The oak family (Fagaceae) represents many ecologically, ethnobotanically, and economically valuable species, including the *oaks, chestnuts, and beech. However, multiple pathogenic diseases—such as sudden oak death, oak wilt, and beech bark disease—are threatening their long-term health and conservation. Synergistic, interdisciplinary, and cross-agency collaborations will be required to effectively monitor and plan for these threats. To this end, we are organizing the Oak Conservation Alliance and are seeking allies from research and academic institutions, government agencies, non-governmental organizations, private sectors, citizen scientists, and other groups to help in the process. Forming this alliance will help provide a stronger framework for collaboration, education outreach, and funding opportunities.

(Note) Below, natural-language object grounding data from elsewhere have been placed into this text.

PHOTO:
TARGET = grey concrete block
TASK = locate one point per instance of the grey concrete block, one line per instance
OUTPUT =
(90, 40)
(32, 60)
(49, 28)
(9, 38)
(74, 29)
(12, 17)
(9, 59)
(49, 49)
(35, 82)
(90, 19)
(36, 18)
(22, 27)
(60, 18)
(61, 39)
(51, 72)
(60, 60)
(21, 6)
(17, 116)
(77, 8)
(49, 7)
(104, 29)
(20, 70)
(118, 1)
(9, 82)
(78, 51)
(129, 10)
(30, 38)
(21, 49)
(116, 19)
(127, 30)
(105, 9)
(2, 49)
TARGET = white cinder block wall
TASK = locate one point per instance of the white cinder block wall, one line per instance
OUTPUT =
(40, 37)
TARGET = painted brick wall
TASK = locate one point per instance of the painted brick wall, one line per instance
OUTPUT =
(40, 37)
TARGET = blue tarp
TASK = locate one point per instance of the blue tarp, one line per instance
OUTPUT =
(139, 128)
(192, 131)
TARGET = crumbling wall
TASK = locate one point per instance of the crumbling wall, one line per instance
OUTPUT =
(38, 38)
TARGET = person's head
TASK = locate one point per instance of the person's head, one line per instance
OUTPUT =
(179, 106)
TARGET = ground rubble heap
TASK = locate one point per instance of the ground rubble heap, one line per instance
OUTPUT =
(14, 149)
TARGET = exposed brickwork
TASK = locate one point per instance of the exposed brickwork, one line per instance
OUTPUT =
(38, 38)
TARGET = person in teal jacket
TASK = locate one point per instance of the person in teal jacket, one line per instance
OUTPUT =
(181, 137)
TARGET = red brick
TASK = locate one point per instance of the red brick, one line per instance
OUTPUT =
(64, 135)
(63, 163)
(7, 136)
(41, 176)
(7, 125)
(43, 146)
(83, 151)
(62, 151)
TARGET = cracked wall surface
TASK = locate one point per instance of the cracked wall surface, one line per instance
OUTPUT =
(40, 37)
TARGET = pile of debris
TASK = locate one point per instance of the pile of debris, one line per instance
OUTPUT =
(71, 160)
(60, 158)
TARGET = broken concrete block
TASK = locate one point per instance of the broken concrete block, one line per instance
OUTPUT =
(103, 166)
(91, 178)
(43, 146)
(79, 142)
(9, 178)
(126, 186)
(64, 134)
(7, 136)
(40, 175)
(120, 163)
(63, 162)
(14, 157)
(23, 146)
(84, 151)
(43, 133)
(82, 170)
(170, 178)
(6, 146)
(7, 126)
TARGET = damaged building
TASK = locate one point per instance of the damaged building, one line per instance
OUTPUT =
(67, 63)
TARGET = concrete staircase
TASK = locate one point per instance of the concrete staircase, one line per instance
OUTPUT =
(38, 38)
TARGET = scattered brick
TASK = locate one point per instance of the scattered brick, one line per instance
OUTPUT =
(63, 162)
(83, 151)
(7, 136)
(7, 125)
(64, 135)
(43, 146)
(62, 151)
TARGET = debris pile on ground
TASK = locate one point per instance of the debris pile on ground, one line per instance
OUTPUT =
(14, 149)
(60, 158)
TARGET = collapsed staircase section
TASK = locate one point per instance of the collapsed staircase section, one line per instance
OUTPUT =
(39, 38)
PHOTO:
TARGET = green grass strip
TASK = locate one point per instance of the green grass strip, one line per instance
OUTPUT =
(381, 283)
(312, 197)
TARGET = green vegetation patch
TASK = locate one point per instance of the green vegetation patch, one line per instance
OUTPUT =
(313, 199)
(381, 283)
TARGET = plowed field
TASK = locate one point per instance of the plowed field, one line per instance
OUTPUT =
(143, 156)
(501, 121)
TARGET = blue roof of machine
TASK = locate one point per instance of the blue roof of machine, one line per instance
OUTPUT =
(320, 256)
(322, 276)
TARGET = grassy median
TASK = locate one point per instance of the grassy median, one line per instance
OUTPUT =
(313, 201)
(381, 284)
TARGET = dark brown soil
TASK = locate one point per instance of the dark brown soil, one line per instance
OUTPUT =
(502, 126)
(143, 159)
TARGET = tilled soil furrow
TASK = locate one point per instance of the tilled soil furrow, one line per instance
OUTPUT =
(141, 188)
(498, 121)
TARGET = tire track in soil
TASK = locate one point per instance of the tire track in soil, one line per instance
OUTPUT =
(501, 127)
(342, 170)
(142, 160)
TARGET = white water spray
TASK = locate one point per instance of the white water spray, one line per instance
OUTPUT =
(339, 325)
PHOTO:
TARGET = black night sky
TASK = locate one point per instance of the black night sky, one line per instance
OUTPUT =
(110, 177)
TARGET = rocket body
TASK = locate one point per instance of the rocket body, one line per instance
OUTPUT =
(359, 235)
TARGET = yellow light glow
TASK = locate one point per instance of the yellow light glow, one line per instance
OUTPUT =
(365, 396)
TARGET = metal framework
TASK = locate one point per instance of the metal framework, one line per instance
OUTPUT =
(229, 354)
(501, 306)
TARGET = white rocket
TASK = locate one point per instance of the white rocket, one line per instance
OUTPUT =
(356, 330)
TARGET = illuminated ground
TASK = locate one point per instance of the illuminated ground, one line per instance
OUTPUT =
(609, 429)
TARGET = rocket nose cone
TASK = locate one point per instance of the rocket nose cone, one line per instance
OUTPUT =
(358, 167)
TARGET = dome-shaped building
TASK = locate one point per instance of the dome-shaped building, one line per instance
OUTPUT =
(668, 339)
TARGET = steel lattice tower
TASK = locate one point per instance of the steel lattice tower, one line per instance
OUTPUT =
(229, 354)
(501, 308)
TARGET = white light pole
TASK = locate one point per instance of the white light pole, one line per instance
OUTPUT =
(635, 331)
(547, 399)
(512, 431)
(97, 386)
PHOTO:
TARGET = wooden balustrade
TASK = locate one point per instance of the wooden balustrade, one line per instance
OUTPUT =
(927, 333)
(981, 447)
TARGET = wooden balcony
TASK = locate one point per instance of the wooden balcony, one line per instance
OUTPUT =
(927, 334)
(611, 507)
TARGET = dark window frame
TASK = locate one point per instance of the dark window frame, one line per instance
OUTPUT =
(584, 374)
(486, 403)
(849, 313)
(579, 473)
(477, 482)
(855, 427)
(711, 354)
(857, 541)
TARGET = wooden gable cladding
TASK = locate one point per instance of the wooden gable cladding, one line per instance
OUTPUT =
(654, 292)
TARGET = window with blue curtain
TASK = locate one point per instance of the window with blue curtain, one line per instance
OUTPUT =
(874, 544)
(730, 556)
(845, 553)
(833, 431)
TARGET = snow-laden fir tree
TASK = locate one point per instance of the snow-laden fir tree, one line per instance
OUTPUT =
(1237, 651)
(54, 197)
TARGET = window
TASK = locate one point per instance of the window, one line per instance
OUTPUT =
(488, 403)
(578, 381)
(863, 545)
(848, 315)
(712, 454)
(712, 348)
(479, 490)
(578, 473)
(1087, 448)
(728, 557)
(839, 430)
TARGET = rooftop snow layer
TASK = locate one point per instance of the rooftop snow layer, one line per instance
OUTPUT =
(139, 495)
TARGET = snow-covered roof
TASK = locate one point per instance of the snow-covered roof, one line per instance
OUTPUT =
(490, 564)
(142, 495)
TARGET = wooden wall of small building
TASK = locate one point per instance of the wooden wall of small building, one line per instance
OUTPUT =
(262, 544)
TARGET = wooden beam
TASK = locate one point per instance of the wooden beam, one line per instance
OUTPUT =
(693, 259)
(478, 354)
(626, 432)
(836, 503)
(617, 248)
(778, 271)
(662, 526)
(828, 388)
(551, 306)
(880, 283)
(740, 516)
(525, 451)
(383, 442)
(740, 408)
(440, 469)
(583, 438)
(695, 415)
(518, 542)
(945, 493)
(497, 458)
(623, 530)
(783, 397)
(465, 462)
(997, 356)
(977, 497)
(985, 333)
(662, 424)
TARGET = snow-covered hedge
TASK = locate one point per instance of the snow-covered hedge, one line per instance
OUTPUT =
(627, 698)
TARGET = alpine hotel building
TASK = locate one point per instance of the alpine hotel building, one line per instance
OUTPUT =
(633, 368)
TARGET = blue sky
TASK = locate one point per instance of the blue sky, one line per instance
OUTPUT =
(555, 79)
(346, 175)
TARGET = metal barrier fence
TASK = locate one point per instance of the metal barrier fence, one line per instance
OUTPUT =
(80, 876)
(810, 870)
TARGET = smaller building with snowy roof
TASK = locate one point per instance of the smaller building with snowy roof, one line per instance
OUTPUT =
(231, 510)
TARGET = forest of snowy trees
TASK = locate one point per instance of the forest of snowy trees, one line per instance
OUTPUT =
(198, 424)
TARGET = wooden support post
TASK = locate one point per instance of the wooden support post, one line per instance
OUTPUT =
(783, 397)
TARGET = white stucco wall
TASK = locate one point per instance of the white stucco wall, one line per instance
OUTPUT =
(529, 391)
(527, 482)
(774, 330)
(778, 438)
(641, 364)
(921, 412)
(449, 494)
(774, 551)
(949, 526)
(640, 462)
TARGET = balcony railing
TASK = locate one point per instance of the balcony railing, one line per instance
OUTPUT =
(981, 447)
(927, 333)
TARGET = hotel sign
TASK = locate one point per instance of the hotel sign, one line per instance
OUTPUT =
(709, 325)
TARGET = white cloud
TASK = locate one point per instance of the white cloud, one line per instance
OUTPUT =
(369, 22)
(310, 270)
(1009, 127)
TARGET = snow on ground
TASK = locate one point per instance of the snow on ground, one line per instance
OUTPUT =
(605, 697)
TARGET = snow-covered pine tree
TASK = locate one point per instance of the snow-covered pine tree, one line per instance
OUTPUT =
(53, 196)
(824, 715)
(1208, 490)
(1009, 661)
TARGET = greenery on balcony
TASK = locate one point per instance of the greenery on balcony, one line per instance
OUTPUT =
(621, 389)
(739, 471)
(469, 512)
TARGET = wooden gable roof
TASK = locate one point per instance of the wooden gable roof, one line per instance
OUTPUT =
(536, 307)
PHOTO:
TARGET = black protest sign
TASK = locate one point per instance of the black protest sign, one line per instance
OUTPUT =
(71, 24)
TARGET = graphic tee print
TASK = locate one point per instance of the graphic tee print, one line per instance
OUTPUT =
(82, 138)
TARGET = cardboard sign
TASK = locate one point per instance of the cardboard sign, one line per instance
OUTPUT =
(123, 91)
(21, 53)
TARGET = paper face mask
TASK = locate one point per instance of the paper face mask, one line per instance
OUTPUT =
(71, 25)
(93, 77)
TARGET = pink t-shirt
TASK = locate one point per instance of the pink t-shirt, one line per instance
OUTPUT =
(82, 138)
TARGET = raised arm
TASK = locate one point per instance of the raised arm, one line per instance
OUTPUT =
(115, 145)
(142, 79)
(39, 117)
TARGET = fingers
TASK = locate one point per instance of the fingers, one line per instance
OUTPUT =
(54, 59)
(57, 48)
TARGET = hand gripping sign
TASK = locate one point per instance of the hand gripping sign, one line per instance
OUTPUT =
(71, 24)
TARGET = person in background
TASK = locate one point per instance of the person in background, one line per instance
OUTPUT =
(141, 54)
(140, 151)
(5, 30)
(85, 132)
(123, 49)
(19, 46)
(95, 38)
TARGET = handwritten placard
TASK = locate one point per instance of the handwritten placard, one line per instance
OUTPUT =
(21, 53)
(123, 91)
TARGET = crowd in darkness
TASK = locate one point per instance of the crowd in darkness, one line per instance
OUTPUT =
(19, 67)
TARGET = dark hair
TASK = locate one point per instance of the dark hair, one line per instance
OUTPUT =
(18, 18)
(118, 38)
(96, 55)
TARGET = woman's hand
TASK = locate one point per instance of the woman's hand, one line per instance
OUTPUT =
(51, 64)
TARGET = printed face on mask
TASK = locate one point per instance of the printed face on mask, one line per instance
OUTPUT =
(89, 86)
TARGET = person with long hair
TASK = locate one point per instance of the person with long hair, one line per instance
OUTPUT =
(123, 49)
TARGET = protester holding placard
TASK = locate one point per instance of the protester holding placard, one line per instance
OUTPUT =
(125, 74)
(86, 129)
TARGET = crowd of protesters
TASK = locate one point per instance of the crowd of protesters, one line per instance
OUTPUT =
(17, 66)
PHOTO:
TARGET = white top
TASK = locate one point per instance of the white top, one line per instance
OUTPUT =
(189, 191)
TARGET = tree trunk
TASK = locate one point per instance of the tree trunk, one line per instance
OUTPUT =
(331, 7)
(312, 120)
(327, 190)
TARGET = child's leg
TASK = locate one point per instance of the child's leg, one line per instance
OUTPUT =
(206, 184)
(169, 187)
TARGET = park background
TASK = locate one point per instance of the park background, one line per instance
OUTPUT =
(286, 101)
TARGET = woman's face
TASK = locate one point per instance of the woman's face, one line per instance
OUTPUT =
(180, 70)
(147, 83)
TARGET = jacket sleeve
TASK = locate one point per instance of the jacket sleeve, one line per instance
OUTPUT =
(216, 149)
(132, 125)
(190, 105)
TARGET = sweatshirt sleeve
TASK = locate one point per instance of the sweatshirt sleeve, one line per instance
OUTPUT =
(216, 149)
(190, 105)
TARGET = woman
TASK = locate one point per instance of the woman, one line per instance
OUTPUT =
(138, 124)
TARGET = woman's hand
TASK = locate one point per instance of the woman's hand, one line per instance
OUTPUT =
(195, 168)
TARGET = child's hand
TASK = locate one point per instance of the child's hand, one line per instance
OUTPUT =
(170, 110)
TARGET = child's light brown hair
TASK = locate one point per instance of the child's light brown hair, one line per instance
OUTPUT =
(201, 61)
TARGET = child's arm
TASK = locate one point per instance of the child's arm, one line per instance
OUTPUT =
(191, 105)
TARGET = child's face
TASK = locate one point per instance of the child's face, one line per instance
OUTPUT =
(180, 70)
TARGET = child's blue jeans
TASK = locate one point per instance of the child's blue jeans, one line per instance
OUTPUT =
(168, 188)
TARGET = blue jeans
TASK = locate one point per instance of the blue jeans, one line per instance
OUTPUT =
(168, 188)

Community forum discussions have been held, representing stakeholders from various backgrounds that have provided valuable insights to address concerns. Monitoring and educational methods will include the use of mapping technologies, remote sensing, tissue sampling, community scientist applications, various online platforms/tools, and landscape ethnoecology/ethnobotany studies. Collaborative efforts in prevention, early detection, and planning will be key to success. The resulting data will be funneled into databases for use in future research (including spatial analyses, risk assessments, ecological impact studies, and sociocultural implication analyses and reports) to help study and preserve our valuable ecosystems and heritage.
*This family (Fagaceae) is commonly referred to as the beech family, however, we unorthodoxly refer to it as the "oak family" since oak species outnumber the others in the family and our focus is therefore more balanced towards the trees in the oak genus. Similarly, and for simplicity, when we refer to "oaks", we may be including other trees in the "oak family", not only those in the oak genus (i.e. chestnuts and beeches). For example, "Oak-Human Connections" is a less cumbersome way of saying"Oak-Chestnut-Beech-Human Connections" or "Fagaceae-Human Connections", and may be easier read by the general public.
The mission of the Oak Conservation Alliance is to bring awareness to the detrimental effects of oak diseases on our society.
Our vision is to equip a team of observers to help us track these sick trees in order to stop the spread.